Monday, February 28, 2011

That Damn Blue Dot

In case you didn't pick up on it from my previous two posts, Tiffany and I get lost a lot.

I'll take the blame here because I am totally and completely without a sense of direction. Like any. I am also very particular about the best way for me to overcome that deficiency in my brain. For example, I operate just fine with listed directions and a little bit less fine with a map like the kind on an actual page. Because I have an old flip phone, I don't have a built in GPS wherever I am. I look up how to get somewhere before I leave the apartment and I write it down the old fashioned way. If I'm in the passenger seat, I like to use the road atlas we keep in the car to trace our path into the unknown.

But I'm never in the passenger seat anymore, at least, not if we're going into the unknown. That's because Tiffany doesn't believe in atlases or sticky notes with right and left turns listed in pencil or pen. She believes, like a growing majority of the population, in the i-Phone.
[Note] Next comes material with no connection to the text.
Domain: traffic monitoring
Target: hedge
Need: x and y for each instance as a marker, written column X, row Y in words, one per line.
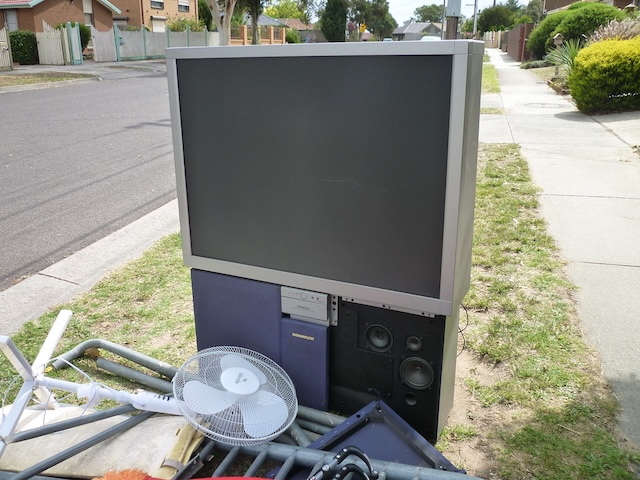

"Which way, babe?" she used to ask.

"Umm, hold on, let me just look here... have we already passed that one exit I told you about earlier?... oh! Here we are, take exit 324," I'd say.

"I just passed exit 324," she'd say.

And then we'd get into a fight. Poor Tiffany's sister Melody experienced this once when we decided to treat her to an afternoon in wine country. I was navigating in the passenger seat, but I was not navigating quickly enough, so Tiffany tried to force the i-Phone on me. I hate the i-Phone. I can appreciate its genius, but, for some reason, its genius is not accessible to me.

"Just type in the address," Tiffany said that fateful day Melody swore never to ride in a car with us again.

Typing on the i-Phone takes me 45 minutes, never mind that I can type 1 million words per minute on a real computer.

"Okay, done," I said.

"Now, which way do we go?"

"Right," I said. "Keep going this way... hmmm. Okay. It looks like the blue dot is going the wrong direction."

"We are the blue dot, Rebecca!"

"Ok, well, we are going the wrong way then, so turn around!"

At which point, Melody whipped out her Blackberry, typed in the address and began back-seat navigating. But it was too late. The damage was done. My navigational career was over. Tiffany skidded to a stop on the gravel shoulder so we could switch seats.

Which was fine with me because I am an excellent driver.

Except when it comes to parallel parking.